I know Rippetoe would be pissed if he read this thread, with these questions, but hopefully he won’t. I have “burnout” meaning I’m exhausted from lots of stress building on itself as well as unhealthy adderall use which has killed my hormones/cortisol: which I’m being treated for. Anyways, I have a bench, squat rack, and STANDARD barbell w/ 250 pounds of plates. For the time being I’m looking to just make linear progress, since rippetoe’s program is very intense and I don’t think the current conditions of my body would allow for it. So, can I get some feedback on this: basically starting strength, barbell rows replacing power cleans, and done on standard, not olympic barbell, 3x/week alternating workout A: Squats/Bench/Deadlift B: Squats, Bench, Barbell row and weight progression of 2.5lbs per exercise every time until I have to dial back by 5% or something like that. Basically, I want to lose weight and get my body used to exercise again after years of stress without exercise, and constant fatigue.
Look into greyskull LP, it’s more flexible, has a slower progression, and is based on linear progress. Essentially, you squat twice per week, deadlift once, and alternate bench press and overhead press. For upper pulling, you have the option of including curls, rows, and/or pull-ups.

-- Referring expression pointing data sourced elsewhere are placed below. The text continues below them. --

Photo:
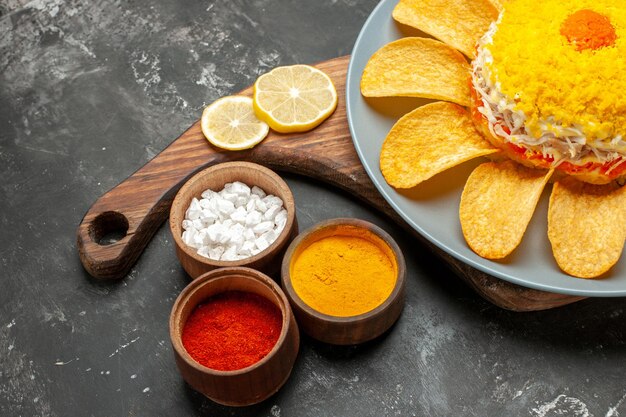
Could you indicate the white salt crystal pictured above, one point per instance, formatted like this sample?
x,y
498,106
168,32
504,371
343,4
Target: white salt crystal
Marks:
x,y
253,218
204,251
213,231
239,188
194,210
234,223
216,252
272,200
199,238
261,243
269,236
281,216
271,213
188,236
237,229
260,205
258,191
226,207
239,215
228,196
237,241
241,201
246,248
248,234
208,214
263,227
230,254
208,194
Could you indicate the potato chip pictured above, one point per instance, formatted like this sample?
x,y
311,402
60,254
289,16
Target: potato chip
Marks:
x,y
427,141
586,226
417,67
497,204
459,23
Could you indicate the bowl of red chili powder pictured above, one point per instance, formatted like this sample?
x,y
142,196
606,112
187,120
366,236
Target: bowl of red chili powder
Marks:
x,y
234,336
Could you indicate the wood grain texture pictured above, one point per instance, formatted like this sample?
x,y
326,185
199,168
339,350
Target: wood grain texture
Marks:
x,y
325,153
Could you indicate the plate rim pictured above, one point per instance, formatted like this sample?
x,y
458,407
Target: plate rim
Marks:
x,y
481,266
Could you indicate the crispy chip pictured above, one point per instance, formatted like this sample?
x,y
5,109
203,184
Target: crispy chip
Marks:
x,y
417,67
459,23
497,204
427,141
586,226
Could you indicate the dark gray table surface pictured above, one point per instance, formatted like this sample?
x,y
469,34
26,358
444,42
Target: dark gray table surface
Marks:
x,y
89,92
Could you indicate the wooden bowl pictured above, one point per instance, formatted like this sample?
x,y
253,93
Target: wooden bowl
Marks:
x,y
248,385
214,178
353,329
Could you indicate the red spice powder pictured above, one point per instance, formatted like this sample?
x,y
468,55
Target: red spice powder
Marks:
x,y
232,330
586,29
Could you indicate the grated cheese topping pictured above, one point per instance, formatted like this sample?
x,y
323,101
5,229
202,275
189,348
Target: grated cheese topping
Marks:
x,y
540,92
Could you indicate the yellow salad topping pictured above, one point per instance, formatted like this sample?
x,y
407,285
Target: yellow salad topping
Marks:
x,y
563,63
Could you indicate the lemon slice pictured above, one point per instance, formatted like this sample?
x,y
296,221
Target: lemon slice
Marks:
x,y
294,98
230,123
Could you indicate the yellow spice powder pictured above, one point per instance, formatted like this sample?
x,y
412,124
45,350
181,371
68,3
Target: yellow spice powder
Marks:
x,y
344,275
551,77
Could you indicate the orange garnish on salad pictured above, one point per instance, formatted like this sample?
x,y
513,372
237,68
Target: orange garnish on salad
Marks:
x,y
586,29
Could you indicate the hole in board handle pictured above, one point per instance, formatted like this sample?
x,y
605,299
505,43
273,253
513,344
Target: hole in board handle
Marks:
x,y
108,227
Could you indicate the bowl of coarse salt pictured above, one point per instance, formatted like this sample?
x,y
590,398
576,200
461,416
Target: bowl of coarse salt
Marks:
x,y
233,214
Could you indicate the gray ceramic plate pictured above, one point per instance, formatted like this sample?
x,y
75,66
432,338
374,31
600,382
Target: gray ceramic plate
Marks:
x,y
432,207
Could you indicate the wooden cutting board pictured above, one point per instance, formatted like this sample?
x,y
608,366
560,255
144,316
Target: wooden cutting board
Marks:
x,y
136,208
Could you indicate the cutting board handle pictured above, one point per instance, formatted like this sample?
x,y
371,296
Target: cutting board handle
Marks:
x,y
119,225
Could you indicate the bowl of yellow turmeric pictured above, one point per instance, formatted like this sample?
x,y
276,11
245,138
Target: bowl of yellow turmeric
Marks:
x,y
345,280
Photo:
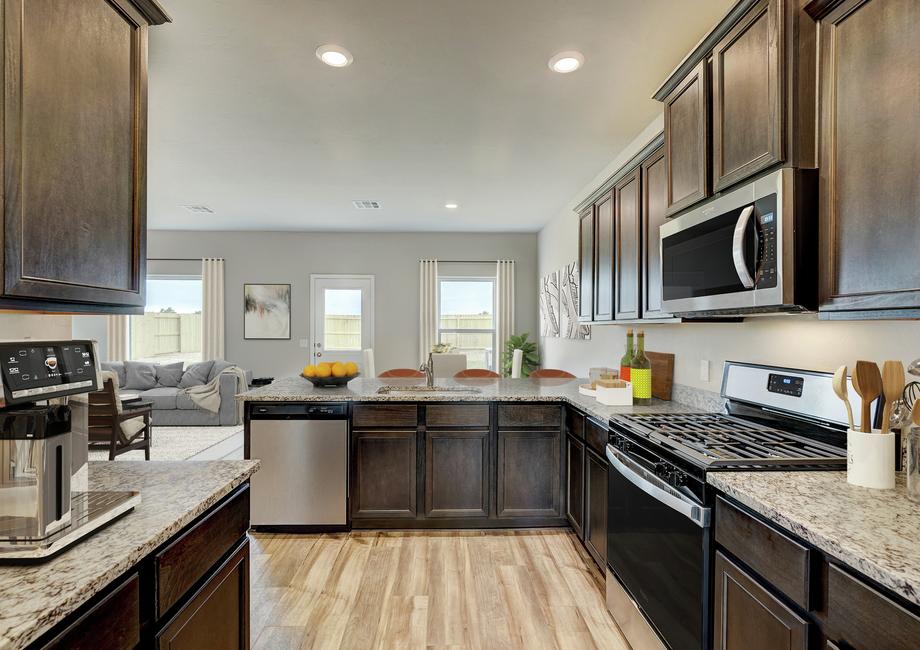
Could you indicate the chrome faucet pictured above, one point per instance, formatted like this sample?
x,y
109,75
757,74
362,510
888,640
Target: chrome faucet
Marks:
x,y
428,369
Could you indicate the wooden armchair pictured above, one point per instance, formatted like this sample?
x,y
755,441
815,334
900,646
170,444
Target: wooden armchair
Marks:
x,y
110,424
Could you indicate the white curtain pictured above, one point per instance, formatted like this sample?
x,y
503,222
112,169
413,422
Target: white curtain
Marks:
x,y
504,326
116,334
212,308
428,307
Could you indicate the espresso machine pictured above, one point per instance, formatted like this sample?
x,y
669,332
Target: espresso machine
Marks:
x,y
40,513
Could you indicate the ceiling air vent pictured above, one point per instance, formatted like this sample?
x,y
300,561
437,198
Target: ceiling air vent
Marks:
x,y
198,209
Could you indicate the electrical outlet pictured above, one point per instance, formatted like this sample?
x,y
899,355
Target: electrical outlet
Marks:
x,y
704,370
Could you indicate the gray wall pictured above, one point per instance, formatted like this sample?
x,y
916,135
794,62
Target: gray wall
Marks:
x,y
392,258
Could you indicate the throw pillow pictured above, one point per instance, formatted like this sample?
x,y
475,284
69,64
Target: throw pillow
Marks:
x,y
169,374
140,376
196,374
119,369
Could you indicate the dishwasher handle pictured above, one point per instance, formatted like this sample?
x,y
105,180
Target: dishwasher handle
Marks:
x,y
299,411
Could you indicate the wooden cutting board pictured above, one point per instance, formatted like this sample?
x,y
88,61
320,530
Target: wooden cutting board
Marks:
x,y
662,374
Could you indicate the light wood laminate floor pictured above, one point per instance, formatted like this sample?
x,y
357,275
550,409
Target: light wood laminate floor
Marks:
x,y
428,589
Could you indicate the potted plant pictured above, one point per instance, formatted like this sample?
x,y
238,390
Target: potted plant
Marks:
x,y
531,359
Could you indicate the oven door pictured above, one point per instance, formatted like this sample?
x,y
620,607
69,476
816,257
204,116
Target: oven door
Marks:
x,y
658,545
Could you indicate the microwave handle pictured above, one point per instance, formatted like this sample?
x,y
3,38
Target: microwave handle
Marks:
x,y
738,248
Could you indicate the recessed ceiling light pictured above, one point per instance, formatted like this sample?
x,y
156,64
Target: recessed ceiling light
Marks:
x,y
337,57
566,62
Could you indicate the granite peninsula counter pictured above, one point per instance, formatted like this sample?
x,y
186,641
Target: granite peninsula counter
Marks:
x,y
34,598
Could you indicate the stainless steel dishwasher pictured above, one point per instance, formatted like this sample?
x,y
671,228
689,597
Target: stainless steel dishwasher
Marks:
x,y
303,482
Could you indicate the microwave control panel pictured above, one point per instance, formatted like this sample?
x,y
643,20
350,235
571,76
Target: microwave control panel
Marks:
x,y
765,211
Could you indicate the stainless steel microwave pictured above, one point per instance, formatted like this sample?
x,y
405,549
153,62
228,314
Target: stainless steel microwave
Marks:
x,y
752,250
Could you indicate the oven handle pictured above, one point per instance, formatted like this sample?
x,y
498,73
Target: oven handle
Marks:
x,y
738,248
658,489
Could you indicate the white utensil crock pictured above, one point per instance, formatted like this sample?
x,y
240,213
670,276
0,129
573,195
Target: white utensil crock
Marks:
x,y
870,459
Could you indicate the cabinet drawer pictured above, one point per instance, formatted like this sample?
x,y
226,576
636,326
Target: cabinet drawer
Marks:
x,y
529,415
217,615
575,423
457,415
183,562
112,623
860,617
596,436
384,415
778,558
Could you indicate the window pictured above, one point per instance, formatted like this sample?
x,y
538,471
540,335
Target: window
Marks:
x,y
170,329
467,319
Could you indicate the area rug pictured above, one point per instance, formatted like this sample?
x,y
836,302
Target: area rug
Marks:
x,y
175,443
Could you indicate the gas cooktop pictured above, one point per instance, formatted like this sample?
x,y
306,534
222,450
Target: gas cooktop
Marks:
x,y
712,440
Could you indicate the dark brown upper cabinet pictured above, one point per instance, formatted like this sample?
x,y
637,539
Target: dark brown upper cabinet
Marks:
x,y
686,139
869,158
603,257
586,264
74,154
746,108
654,211
628,240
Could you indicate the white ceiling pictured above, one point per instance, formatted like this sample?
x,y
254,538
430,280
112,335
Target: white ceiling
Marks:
x,y
445,101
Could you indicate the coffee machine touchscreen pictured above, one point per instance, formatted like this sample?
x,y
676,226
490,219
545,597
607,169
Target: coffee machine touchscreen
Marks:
x,y
28,367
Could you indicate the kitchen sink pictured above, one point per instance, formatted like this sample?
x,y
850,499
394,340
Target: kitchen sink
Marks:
x,y
388,390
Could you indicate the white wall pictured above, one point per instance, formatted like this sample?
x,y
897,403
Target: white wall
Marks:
x,y
34,326
285,257
794,341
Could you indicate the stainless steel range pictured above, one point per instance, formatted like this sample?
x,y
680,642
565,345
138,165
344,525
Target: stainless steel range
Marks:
x,y
659,521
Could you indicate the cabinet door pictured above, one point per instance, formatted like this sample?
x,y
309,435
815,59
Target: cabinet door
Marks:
x,y
529,467
596,508
869,157
654,205
457,473
628,239
586,265
75,106
748,617
217,616
603,262
686,140
575,484
747,115
383,481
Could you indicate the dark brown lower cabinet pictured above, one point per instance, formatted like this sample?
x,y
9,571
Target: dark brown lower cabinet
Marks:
x,y
383,474
528,474
457,473
748,617
575,484
217,616
596,507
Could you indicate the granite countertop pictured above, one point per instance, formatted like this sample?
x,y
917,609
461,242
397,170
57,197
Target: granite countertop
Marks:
x,y
33,598
876,532
298,389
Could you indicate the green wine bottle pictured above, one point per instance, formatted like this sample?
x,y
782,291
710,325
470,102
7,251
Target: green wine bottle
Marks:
x,y
640,373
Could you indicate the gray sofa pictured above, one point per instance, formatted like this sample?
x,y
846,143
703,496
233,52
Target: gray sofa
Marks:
x,y
162,385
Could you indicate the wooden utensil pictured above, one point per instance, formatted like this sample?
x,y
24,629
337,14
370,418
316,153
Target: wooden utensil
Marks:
x,y
842,391
893,387
662,374
867,380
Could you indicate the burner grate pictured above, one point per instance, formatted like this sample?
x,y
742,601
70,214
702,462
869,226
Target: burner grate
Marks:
x,y
724,441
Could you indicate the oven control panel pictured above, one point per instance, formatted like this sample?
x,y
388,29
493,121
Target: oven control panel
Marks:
x,y
785,384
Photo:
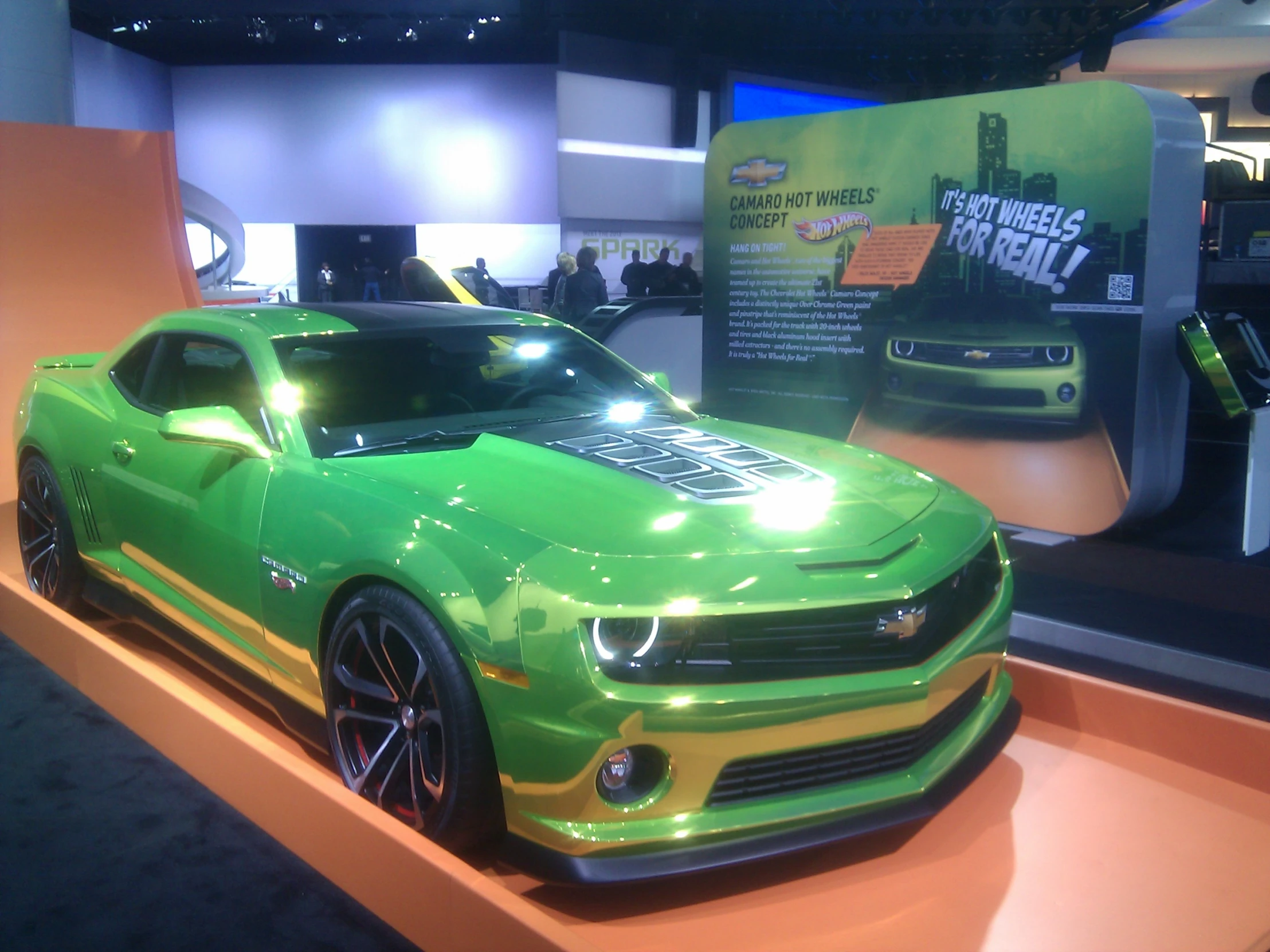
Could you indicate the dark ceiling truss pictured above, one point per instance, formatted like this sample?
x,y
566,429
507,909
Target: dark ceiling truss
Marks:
x,y
903,49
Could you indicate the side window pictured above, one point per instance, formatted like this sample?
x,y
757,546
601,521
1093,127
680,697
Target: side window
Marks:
x,y
197,372
130,372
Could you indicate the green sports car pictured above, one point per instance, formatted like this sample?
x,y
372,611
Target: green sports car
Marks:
x,y
994,356
524,592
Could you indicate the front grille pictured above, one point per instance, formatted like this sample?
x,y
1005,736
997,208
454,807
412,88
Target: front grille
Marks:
x,y
812,768
963,356
981,396
824,642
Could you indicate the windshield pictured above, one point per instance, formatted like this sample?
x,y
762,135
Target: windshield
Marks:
x,y
375,391
981,309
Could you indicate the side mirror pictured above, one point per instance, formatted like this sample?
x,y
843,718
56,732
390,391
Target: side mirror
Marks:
x,y
214,427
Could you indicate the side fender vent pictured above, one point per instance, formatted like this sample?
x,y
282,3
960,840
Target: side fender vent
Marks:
x,y
85,506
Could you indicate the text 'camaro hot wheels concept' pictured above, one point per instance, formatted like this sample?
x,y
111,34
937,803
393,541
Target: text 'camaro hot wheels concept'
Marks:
x,y
527,589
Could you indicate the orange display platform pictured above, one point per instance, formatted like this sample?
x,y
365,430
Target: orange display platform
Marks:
x,y
1048,477
92,245
1114,819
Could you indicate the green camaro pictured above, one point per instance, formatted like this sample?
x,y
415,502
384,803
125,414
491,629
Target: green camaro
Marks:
x,y
992,356
526,589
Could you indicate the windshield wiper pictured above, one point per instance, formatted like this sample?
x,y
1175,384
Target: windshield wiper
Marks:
x,y
428,437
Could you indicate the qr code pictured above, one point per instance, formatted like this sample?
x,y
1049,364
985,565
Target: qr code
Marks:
x,y
1119,287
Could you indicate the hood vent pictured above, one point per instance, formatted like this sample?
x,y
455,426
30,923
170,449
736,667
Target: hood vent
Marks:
x,y
85,506
690,461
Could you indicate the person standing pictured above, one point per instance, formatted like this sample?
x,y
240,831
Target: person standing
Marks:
x,y
568,266
686,276
636,277
585,290
371,276
661,273
555,274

Get your health in check first. While you’re doing that, do a bunch of bodyweight work a few times a week: push-ups, fatman pull-ups, lunges, etc. Go for a walk daily or at least every second day.
Once you’ve got your health in a better place, pick a program and do it exactly as written. Don’t change programs because you think you can improve them. If you think you can improve a program, look for a different one that you don’t feel the need to tinker with and do that one.
Great rec. Thank you!!!
Try Bob Hoffmann’s old school York System. Basically, you pick 8 or 10 lifts, bench, squat, press, deadlift, sit ups, an so forth and work up to 10 reps, add weight when you get to 10 solid reps. You do one set of each exercise 3x a week for the first month. The second month do the same workout, but do two sets instead of one. At 3 months do 3 sets. After the end of 3 months you will feel and look better and be ready to tackle a more advance program, such a starting strength. This program should minimize injuries, promote healthy habits, and build the foundation.